Verifiable Composition of Deterministic Grammars

Date of Submission: 
March 23, 2009
Report Number: 
Report PDF: 
There is an increasing interest in extensible languages, (domain-specific) language extensions, and mechanisms for their specification and implementation. One challenge is to develop tools that allow non-expert programmers to add an eclectic set of language extensions to a host language. We describe mechanisms for composing and analyzing concrete syntax specifications of a host language and extensions to it. These specifications consist of context-free grammars with each terminal symbol mapped to a regular expression, from which a slightly-modified LR parser and context-aware scanner are generated.
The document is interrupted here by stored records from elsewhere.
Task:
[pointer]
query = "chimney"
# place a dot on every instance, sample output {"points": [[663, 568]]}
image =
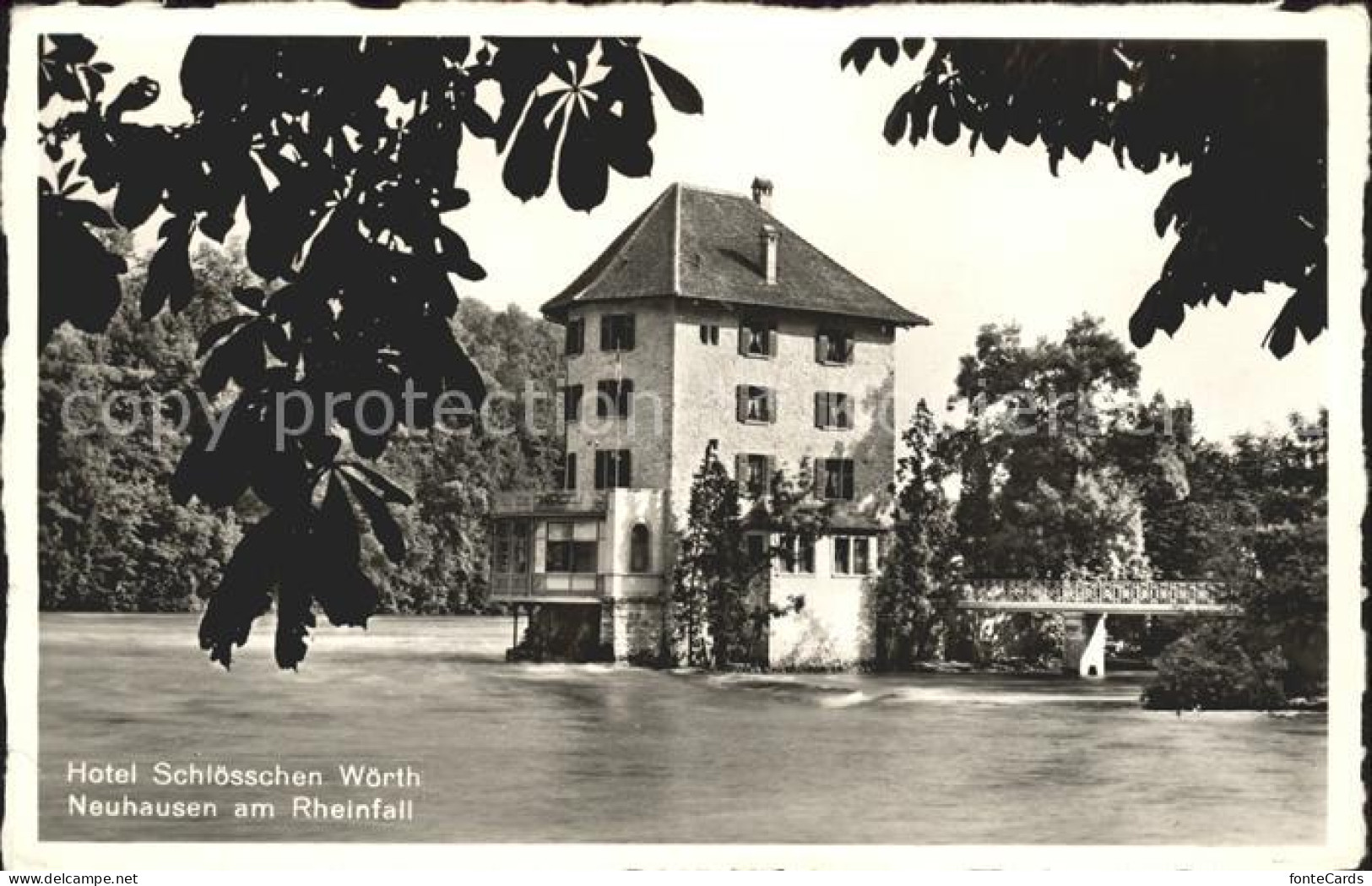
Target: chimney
{"points": [[762, 193], [768, 240]]}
Traditionally, conflicts are detected when a parser is generated from the composed grammar, but this comes too late since it is the non-expert programmer directing the composition of independently developed extensions with the host language. The primary contribution of this paper is a modular analysis that is performed independently by each extension designer on her extension (composed alone with the host language). If each extension passes this modular analysis, then the language composed later by the programmer will compile with no conflicts or lexical ambiguities. Thus, extension writers can verify that their extension will safely compose with others and, if not, fix the specification so that it will. This is possible due to the context-aware scanner's lexical disambiguation and a set of reasonable restrictions limiting the constructs that can be introduced by an extension. The restrictions ensure that the parse table states can be partitioned so that each state can be attributed to the host language or a single extension.